La maladie de Newcastle est une maladie très contagieuse et meurtrière. Elle tue chaque année au Bénin des milliers de poulets. Le taux de mortalité peut atteindre 90% dans les troupeaux infectés. La maladie est répandue dans le monde entier ; c’est le grand ennemi de la basse-cour villageoise.

Quels sont les oiseaux qui en souffrent ?

La maladie de Newcastle attaque toute la volaille mais surtout les poulets, les dindons et dans une moindre mesure les pintades et les canards.

Les signes de la maladie

Chez la volaille, on observe que :

-L’œil est humide et on voit les gouttes aux narines ;

-Les malades secouent la tête et poussent un cri particulier ;

-Les oiseaux malades sont fatigués et ne mangent plus ;

-Le bec est ouvert et la respiration est bruyante ;

-Le cou est tordu ;

-La diarrhée est verdâtre ou noirâtre ;

-Les malades ont du mal à se tenir sur leurs pattes et tournent en rond ;

-Les ailes sont tombantes ;

-La mort intervient 1 à 4 jours après et les cadavres de poulets sont nombreux.

Les lésions

Quand on ouvre un oiseau mort, on remarque la présence des taches de sang sur le proventicule et les intestins.

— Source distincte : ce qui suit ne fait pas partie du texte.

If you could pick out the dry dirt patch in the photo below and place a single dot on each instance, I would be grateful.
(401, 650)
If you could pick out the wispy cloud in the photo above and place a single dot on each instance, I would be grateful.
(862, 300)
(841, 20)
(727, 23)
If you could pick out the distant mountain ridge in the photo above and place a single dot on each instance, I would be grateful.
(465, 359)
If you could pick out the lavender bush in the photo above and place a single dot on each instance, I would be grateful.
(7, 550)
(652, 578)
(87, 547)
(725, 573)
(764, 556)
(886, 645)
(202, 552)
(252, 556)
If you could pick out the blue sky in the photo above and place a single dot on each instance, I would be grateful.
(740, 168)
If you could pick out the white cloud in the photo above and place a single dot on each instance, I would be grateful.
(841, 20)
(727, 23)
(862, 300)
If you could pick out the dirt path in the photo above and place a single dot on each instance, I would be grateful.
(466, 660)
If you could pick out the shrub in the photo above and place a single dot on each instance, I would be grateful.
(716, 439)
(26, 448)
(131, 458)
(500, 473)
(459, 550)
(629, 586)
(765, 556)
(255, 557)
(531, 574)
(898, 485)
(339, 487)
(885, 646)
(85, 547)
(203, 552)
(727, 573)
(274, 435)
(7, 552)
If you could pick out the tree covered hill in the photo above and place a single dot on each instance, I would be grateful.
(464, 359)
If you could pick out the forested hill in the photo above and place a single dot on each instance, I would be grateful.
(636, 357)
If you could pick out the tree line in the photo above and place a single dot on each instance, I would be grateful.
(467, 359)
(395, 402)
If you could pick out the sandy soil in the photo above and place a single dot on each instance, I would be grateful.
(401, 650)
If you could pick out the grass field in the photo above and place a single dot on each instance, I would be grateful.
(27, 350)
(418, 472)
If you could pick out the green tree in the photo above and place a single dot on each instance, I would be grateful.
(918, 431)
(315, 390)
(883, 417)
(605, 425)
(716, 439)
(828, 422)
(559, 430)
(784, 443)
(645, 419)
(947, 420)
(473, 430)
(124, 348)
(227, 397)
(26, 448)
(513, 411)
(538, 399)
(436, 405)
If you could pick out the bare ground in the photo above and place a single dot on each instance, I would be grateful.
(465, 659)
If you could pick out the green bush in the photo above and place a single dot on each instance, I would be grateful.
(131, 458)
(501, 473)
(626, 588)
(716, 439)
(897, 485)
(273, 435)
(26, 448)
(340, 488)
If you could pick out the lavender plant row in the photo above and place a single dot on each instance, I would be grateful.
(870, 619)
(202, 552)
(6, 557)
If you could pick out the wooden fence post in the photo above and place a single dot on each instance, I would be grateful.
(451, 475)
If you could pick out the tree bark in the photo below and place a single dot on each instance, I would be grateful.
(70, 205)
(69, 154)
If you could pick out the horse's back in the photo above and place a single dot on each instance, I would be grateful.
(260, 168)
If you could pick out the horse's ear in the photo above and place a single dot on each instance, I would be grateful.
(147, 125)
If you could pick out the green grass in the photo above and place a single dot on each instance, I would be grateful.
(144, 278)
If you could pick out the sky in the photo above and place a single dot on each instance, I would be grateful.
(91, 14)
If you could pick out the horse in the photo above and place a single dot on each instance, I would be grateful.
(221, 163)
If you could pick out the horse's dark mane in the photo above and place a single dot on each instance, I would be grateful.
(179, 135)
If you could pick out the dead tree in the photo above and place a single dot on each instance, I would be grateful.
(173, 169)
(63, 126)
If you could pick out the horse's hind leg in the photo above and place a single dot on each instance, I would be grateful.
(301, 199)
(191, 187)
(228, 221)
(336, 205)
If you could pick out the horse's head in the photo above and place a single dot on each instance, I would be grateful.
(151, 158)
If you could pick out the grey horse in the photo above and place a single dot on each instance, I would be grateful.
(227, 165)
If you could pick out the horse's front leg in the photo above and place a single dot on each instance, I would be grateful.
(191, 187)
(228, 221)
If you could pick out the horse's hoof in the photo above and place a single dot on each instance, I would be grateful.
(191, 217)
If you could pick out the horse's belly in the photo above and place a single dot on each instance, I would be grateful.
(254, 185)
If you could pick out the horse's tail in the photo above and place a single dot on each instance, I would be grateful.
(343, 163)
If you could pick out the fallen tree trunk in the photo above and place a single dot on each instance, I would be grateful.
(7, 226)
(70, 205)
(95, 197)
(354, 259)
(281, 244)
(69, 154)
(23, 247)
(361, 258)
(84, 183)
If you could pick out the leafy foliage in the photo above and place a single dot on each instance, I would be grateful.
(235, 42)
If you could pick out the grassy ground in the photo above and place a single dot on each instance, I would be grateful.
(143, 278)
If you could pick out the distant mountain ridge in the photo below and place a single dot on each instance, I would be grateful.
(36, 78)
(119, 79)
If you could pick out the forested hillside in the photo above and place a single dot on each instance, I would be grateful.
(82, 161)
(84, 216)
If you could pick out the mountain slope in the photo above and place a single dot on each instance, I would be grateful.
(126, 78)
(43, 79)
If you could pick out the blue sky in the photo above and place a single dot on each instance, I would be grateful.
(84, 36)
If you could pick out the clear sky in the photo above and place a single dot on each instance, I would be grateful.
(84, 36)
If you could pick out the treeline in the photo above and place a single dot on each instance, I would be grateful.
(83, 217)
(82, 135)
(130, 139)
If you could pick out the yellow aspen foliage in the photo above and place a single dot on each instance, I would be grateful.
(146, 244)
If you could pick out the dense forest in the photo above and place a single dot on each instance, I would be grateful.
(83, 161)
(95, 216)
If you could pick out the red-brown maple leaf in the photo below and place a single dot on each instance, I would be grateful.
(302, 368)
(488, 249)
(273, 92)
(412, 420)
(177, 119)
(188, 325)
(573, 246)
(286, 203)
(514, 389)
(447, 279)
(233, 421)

Comment traiter la maladie ?    Il n’y a pas de traitement

Comment éviter la propagation de la maladie ?

-Il faut isoler les oiseaux malades ;

-Enterrer ou brûler les cadavres et les déchets ;

-Désinfecter les locaux.

Comment prévenir la maladie ?

-Il faut pratiquer une bonne hygiène des locaux ;

-Isoler pendant 15 jours les animaux nouvellement acquis avant de les mettre avec les autres (la quarantaine).

La meilleure prévention repose sur la vaccination des poulets locaux à partir de l’âge de 2 mois.